Chris Mares is a teacher, teacher trainer, and materials writer. He is director of the Intensive English Institute at the University of Maine, and has coauthored several popular ELT course books.

7 thoughts on “Challenges, Project and Opportunities – Chris”

  1. Thank you for sharing your musings with us. “High yield” is a great mantra for us to take away from this posting.

    I too, have been inspired by Adrian Underhill recently, and I would like to share an article with you all that helped me in my journey through change last year.

    The article was jointly written by Adrian Underhill and Jim Scrivener: <> is available at: “

    I hope that visitors will bookmark it for reflection, as I believe it carries a very powerful message.
    PS. If you don’t have time to read the article, you should be able to find a YouTube demo online with very little difficulty.

  2. Hello Chris,

    thank you for sharing your challanges with us and to Adrian for posting the link of Adrian Underhill and Jim S. article in the comments. I am a bit relieved that I am not the only one who sometimes asks “low yield” questions, but it’s good to know there is a solution to this. When ever I find myself in the challenging situation in some of my classes I will try to refer to a “high yield” quetsion. Good to know that. Thank you and good luck #iTDiMOOC!

  3. This is a great list of questions! These are the kinds of questions that help me clarify my beliefs about all these different aspects of teaching and learning.

    A different kind of “high yield” question for the scenario that you described is “What happened here?” Instead of assuming that I, the teacher, should’ve done something differently or that something is wrong with the students. This is the first question in the experiential learning cycle and one that helps us to gain an objective view of the lesson.

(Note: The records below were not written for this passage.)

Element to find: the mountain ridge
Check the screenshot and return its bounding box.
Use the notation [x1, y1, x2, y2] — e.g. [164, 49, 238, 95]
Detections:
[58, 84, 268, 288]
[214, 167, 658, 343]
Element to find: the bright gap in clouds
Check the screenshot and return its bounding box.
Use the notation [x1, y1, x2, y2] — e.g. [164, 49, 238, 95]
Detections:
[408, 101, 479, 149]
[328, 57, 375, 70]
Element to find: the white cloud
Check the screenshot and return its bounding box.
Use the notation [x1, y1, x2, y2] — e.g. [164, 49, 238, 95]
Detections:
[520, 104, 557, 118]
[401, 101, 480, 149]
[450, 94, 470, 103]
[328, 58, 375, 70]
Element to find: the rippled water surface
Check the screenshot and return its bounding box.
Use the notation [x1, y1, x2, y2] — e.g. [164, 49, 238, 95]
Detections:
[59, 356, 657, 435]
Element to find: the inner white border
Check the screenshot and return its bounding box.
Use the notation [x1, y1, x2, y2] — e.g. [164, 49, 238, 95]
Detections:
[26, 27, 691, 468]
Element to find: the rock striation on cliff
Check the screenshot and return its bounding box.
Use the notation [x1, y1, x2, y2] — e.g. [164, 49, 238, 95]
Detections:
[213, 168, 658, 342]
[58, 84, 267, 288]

    One of my colleagues wrote a good introduction to how to use the experiential learning cycle to reflect on our teaching here:

  4. Thanks for sharing the insightful ideas.
    Now that I have an experience of umpteen years teaching English, I understand what my first years of teaching were like. I found myself quite frustrated to deal with the challenges. As a novice teacher, I scrupulously followed what I had learnt at the teachers training center with no regards to the characteristics of the individuals in my classes simply because I thought teaching meant putting into practice views of teaching ingrained academically . However, I found the realities of teaching quite different. Most of them din not match those views. Plus, I did not know that I had to consider the needs of the students, the people, the management, and the context of teaching. I usually stuck to the book following the stages given. The rules were very important to me. I never realized how to ask “high yield” questions to approach teaching those students differently. I think that this phenomenon is natural for novice teachers. But as they gain experience and only if they take an analytic approach to teaching and keep asking the so called “high yield” questions, they can overcome those challenges successfully and turn into expert teachers.